После таких больших обобщений и панорам я хочу обозначить довольно скромную и конкретную задачу данной статьи: посмотреть, работают ли – и если да, то как, каким образом работают – в современной женской литературе те «миметические», «маскирующие» стратегии письма, о которых говорили Иригарей, Миллер и другие уже десятилетия назад. Маскарад в данном случае я понимаю как «костюмирование», вербальный и жанровый «трансвестизм», использование в женском тексте тех форм и способов репрезентации женственного и женского, которые приняты и одобрены патриархатным каноном, то есть в этом контексте маскарад – сознательное надевание сознательно выбранной маски.
Какая маска выбирается? С какими целями она надевается? Где границы маскарада как стратегии письма? Является ли маскарадная «мимикрия» единственной и главной стратегией письма? Если нет, то какими другими способами «писать как женщина» она дополняется или, возможно, заменяется?

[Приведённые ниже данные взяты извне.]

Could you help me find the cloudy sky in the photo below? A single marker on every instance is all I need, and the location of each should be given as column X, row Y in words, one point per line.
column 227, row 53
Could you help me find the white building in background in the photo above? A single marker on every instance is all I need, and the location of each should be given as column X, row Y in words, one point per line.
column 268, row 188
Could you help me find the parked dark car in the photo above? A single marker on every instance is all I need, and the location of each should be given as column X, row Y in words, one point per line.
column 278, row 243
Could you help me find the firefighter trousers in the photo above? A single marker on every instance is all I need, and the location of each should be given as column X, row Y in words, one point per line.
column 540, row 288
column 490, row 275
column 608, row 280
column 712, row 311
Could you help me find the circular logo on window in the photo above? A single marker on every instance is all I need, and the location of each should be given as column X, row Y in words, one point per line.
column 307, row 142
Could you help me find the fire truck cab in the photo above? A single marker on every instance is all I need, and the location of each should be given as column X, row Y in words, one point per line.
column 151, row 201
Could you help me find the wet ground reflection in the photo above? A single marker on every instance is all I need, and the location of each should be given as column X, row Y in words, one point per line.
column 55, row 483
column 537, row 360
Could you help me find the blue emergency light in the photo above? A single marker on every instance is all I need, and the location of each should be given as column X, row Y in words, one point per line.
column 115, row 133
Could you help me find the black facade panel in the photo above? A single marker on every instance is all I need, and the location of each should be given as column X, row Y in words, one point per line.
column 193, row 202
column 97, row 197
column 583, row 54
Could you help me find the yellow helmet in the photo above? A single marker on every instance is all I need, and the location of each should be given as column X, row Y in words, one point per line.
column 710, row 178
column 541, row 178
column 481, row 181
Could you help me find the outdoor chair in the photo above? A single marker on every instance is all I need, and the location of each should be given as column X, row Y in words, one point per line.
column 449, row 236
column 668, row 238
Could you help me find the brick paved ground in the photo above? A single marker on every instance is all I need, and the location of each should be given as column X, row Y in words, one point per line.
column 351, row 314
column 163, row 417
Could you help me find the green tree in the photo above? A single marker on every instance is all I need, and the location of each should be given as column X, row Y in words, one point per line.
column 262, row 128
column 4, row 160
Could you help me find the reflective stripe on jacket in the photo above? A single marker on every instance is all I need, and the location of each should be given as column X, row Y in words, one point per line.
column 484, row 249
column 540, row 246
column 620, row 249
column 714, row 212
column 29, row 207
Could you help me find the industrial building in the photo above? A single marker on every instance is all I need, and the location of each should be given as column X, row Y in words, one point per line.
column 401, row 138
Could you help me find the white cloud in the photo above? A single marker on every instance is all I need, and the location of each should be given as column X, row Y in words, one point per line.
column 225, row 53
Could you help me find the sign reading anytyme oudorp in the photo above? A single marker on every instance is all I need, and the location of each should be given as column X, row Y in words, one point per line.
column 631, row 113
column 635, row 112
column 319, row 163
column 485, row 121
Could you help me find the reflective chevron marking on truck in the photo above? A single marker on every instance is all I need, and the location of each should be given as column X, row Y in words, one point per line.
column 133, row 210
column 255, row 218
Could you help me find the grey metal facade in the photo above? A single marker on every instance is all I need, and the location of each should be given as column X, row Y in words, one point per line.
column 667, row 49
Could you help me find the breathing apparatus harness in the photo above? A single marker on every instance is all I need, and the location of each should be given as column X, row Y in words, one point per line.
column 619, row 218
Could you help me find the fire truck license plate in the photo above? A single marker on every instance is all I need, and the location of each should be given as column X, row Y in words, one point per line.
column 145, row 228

Речь пойдет, разумеется, не обо всей женской литературе, а об одном современном русском тексте – книге «Дневник Луизы Ложкиной» (2005) русской журналистки и писательницы Кати Метелицы. Это произведение, вероятно (хотя и не очевидно), можно отнести к популярной литературе, причем современной глобализационной эпохи. Как всем хорошо известно из собственного повседневного опыта, мы живем в хорошо «отформатированном» мире – например, телеигры, телешоу, сериалы, кинофильмы и прочее в разных странах часто (чаще всего) представляют собой в большей или меньшей степени модификации, национальные варианты исходного продукта – «формата». Тот же процесс происходит и в литературе, что ясно можно увидеть на примере избранного мною текста.
«Дневник Луизы Ложкиной», выпущенный в 2005 году издательством «Этерна», до этого под названием «Хроника подвига Луизы Ложкиной» печатался из номера в номер в московском еженедельнике «Большой город» в течение 2002 и 2003 годов.